Un changement dans la relation aux autres et au travail
Applications numériques et réseaux sociaux “ont changé la chimie du cerveau”, rappelle la conférencière. Ils créent une addiction à la gratification immédiate, rendant difficile l’appréciation des satisfactions différées. Cela s’accompagne d’une “crise cognitive”, d’une rareté de l’attention. Les managers, submergés, manquent de temps pour leurs équipes. “Il faut une désintoxication collective”.
Elle explique aussi que le rapport au travail change dans la mesure où les promesses liées au travail s’effondrent.
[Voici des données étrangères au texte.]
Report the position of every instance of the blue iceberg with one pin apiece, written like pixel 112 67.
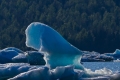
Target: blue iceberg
pixel 62 59
pixel 57 51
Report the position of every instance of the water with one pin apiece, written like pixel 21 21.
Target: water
pixel 113 66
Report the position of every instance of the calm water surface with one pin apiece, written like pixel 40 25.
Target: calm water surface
pixel 114 66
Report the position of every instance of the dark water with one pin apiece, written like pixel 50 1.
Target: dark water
pixel 114 66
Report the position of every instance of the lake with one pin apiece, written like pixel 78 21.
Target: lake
pixel 113 66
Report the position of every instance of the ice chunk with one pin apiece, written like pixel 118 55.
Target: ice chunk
pixel 35 74
pixel 57 51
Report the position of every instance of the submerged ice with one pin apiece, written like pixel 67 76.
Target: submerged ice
pixel 57 51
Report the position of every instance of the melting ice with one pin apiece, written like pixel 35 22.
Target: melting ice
pixel 62 59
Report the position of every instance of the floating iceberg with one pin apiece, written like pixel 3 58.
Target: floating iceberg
pixel 57 51
pixel 62 59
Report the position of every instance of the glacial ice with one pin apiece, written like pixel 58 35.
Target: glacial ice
pixel 57 51
pixel 62 59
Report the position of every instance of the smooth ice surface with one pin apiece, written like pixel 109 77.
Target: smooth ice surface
pixel 55 48
pixel 115 55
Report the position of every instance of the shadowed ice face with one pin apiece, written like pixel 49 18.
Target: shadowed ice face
pixel 57 51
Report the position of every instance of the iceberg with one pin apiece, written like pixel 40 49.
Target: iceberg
pixel 62 60
pixel 57 51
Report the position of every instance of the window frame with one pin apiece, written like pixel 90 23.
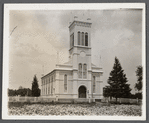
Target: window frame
pixel 65 83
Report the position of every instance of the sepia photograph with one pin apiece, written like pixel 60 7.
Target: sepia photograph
pixel 74 61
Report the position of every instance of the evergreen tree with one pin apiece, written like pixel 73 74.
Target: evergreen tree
pixel 138 85
pixel 35 87
pixel 118 82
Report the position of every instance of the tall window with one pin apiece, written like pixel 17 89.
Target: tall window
pixel 72 38
pixel 80 70
pixel 78 38
pixel 83 38
pixel 86 39
pixel 52 85
pixel 65 83
pixel 84 71
pixel 94 84
pixel 49 86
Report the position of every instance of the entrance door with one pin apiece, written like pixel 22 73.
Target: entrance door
pixel 82 92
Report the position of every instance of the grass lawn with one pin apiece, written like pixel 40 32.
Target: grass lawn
pixel 74 109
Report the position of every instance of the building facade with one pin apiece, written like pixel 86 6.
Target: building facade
pixel 77 78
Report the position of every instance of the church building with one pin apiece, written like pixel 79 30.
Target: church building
pixel 77 78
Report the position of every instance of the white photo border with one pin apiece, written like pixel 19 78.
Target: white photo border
pixel 62 6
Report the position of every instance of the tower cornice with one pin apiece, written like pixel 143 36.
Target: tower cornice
pixel 80 23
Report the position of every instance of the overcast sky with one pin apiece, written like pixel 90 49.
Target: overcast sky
pixel 36 36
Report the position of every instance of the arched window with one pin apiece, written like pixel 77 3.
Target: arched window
pixel 86 39
pixel 52 85
pixel 78 38
pixel 70 42
pixel 84 71
pixel 80 70
pixel 65 83
pixel 83 38
pixel 73 39
pixel 49 86
pixel 94 84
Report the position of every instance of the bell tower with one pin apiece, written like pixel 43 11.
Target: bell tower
pixel 80 52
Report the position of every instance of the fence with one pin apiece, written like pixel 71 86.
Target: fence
pixel 122 100
pixel 47 99
pixel 31 99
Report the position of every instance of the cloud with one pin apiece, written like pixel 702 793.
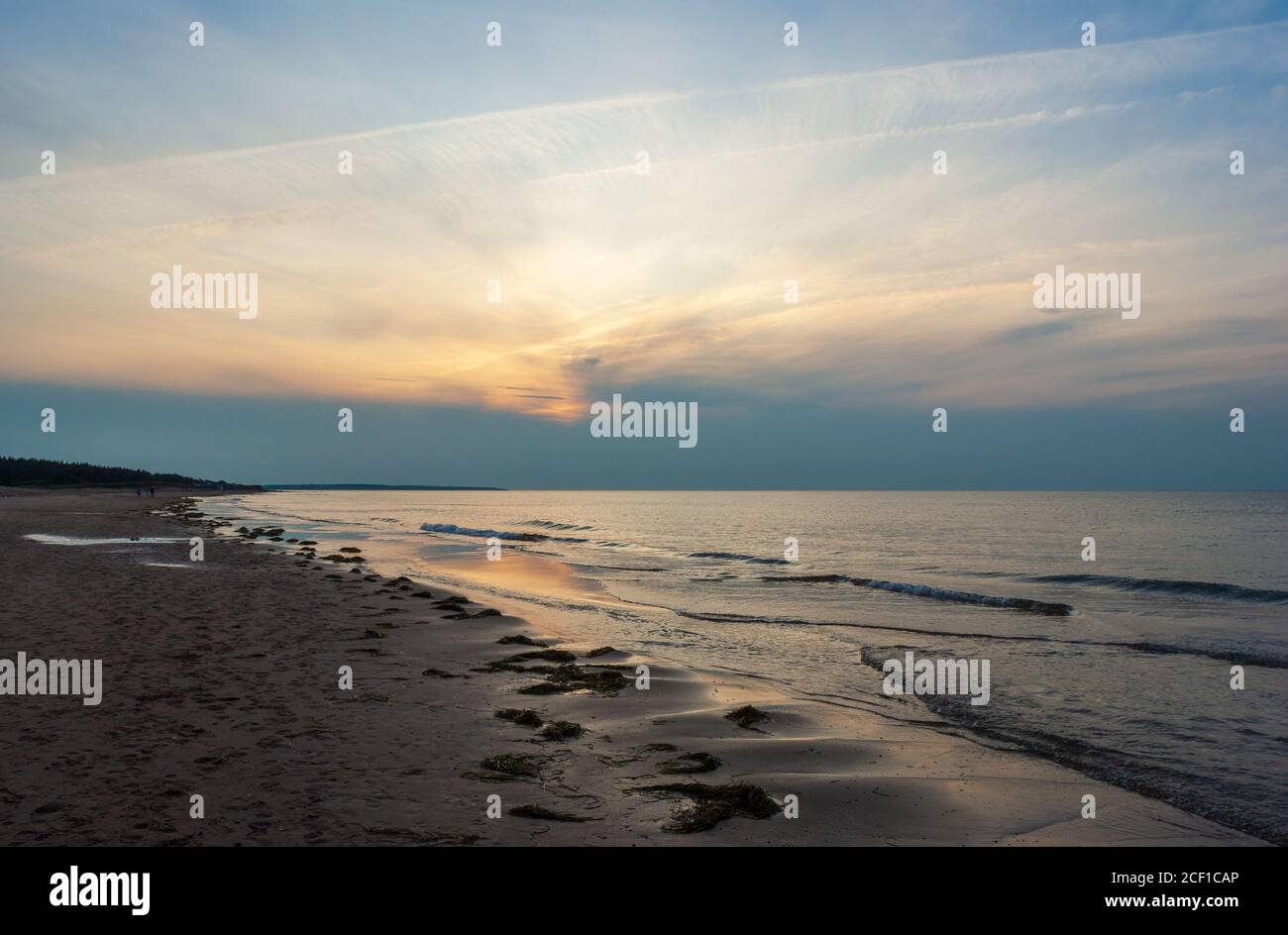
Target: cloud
pixel 913 286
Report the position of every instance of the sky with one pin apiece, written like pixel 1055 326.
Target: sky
pixel 513 171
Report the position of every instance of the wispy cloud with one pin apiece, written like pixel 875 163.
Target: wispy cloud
pixel 914 287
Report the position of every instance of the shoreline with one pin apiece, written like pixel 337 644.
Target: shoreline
pixel 222 680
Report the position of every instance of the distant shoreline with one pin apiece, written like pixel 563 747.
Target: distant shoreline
pixel 373 487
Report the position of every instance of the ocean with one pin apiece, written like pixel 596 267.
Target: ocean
pixel 1119 668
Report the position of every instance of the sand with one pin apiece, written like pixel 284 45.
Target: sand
pixel 220 680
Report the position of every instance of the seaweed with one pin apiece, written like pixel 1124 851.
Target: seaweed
pixel 548 814
pixel 747 716
pixel 561 730
pixel 526 716
pixel 514 764
pixel 712 804
pixel 687 764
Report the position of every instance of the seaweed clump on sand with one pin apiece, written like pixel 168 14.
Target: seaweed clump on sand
pixel 526 716
pixel 514 764
pixel 546 814
pixel 747 716
pixel 519 639
pixel 712 804
pixel 690 763
pixel 561 730
pixel 571 677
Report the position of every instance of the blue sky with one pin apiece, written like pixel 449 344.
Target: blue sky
pixel 519 163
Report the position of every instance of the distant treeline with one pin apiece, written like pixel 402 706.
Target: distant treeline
pixel 34 471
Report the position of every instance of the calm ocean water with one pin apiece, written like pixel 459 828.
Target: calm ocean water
pixel 1117 668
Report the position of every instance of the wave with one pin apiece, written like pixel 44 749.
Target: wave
pixel 1026 604
pixel 562 527
pixel 737 557
pixel 1236 656
pixel 1189 588
pixel 483 533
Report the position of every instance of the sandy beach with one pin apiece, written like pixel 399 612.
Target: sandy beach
pixel 220 678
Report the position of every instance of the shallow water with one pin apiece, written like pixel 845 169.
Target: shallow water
pixel 1120 668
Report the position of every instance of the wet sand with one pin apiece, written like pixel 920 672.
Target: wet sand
pixel 220 678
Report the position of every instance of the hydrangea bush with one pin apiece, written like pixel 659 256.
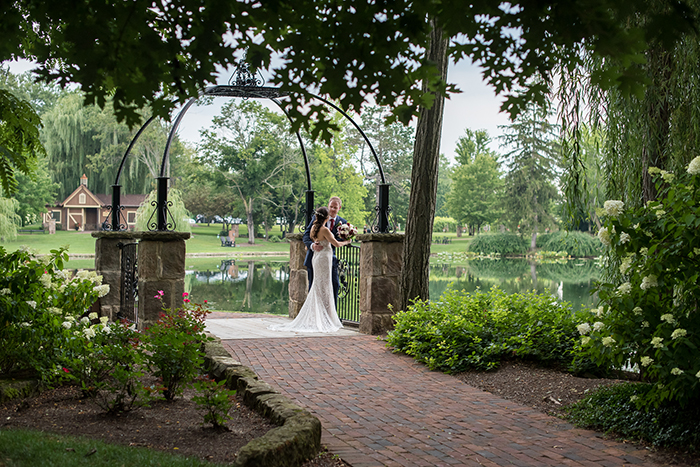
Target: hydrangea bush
pixel 39 305
pixel 648 318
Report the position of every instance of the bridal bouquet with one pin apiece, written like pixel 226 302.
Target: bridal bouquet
pixel 347 231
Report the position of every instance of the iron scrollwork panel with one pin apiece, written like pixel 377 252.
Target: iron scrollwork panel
pixel 129 283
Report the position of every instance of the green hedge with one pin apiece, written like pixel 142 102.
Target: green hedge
pixel 575 243
pixel 476 331
pixel 503 244
pixel 612 409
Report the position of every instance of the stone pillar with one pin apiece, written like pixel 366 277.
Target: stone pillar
pixel 298 279
pixel 381 262
pixel 161 263
pixel 108 260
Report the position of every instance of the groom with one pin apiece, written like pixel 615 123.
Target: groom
pixel 334 220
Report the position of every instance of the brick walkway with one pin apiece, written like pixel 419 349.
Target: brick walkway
pixel 383 409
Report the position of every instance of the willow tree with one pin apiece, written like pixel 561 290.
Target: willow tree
pixel 89 140
pixel 656 127
pixel 530 182
pixel 9 220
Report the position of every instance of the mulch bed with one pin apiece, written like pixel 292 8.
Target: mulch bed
pixel 173 426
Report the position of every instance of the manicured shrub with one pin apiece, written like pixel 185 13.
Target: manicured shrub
pixel 476 331
pixel 650 294
pixel 614 409
pixel 575 243
pixel 39 304
pixel 504 244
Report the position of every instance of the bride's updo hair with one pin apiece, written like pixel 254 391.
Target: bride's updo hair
pixel 321 218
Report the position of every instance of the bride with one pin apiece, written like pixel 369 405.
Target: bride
pixel 318 313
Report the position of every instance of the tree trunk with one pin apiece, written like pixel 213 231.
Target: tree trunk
pixel 424 176
pixel 249 222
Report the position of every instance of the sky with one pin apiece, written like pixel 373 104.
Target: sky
pixel 476 108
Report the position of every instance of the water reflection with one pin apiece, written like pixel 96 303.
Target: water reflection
pixel 263 287
pixel 570 281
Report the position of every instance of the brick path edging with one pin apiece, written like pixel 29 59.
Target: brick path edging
pixel 298 436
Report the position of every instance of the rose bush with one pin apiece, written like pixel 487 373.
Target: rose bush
pixel 649 301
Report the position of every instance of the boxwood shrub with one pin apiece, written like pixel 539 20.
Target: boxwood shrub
pixel 476 331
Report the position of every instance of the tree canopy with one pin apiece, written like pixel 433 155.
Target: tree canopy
pixel 162 53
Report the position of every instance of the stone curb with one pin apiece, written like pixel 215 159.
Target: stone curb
pixel 298 436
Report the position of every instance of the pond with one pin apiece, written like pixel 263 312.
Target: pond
pixel 262 287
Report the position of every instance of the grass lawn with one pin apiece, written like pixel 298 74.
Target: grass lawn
pixel 203 240
pixel 24 448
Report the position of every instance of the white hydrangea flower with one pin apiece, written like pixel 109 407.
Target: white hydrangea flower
pixel 102 290
pixel 45 280
pixel 649 282
pixel 678 333
pixel 62 274
pixel 604 236
pixel 614 207
pixel 624 289
pixel 694 166
pixel 668 317
pixel 626 264
pixel 608 341
pixel 82 274
pixel 667 176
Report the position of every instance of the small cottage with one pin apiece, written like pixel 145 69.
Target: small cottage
pixel 84 210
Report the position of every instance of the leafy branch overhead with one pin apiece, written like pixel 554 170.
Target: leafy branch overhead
pixel 162 53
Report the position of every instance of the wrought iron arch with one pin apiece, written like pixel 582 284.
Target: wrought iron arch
pixel 247 86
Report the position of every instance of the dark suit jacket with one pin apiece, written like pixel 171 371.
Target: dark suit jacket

Il devient par exemple plus compliqué de devenir propriétaire simplement avec les revenus de son travail ; les salaires différés que sont les pensions de retraite ou les allocations chômage semblent plus lointains et plus incertains… Les catastrophes naturelles renforcent cette “incertitude radicale”. Conséquence : “nous ne sommes plus capables de nous projeter” et beaucoup préfèrent des gratifications immédiates. “C’est très profond et ne concerne pas seulement la génération Z. Mais finalement, c’est peut-être une préférence rationnelle”.
Selon elle, l’automatisation met aussi en lumière les “tâches non promouvables” : soutien émotionnel, administratif, social, qui ne sont ni valorisées, ni rémunérées. Elles servent pourtant l’intérêt collectif… au détriment de la performance des personnes qui les assurent. “Cela peut expliquer pourquoi les femmes cadres se disent moins reconnues”.
Pour faire face à cette crise de la reconnaissance, il n’existe pas de “recette miracle”. Il s’agit d’agir sur la rémunération, l’organisation, la culture RH. Laetitia Vitaud recommande de “développer une culture de l’attention à l’autre“, avec moins d’écrans et de connexion. “Le rituel collectif est à réinventer sans smartphone“. Cela peut passer par “moins de visioconférences, ne pas se connecter après une certaine heure… … Il n’y a pas une réponse unique mais un équilibre à trouver”.
Il est enfin important de “retrouver tous les ressorts de la motivation intrinsèque”, c’est-à-dire celle tirée de ses actions directement, et non à des facteurs extérieurs (la rémunération ou le statut social qu’elles procurent par exemple). Pour elle, si l’on trouve de la satisfaction et de la motivation dans le travail lui-même, le besoin de reconnaissance hiérarchique diminue. Même si les deux doivent s’alimenter : “La reconnaissance managériale vient valider la reconnaissance que je trouve au quotidien”.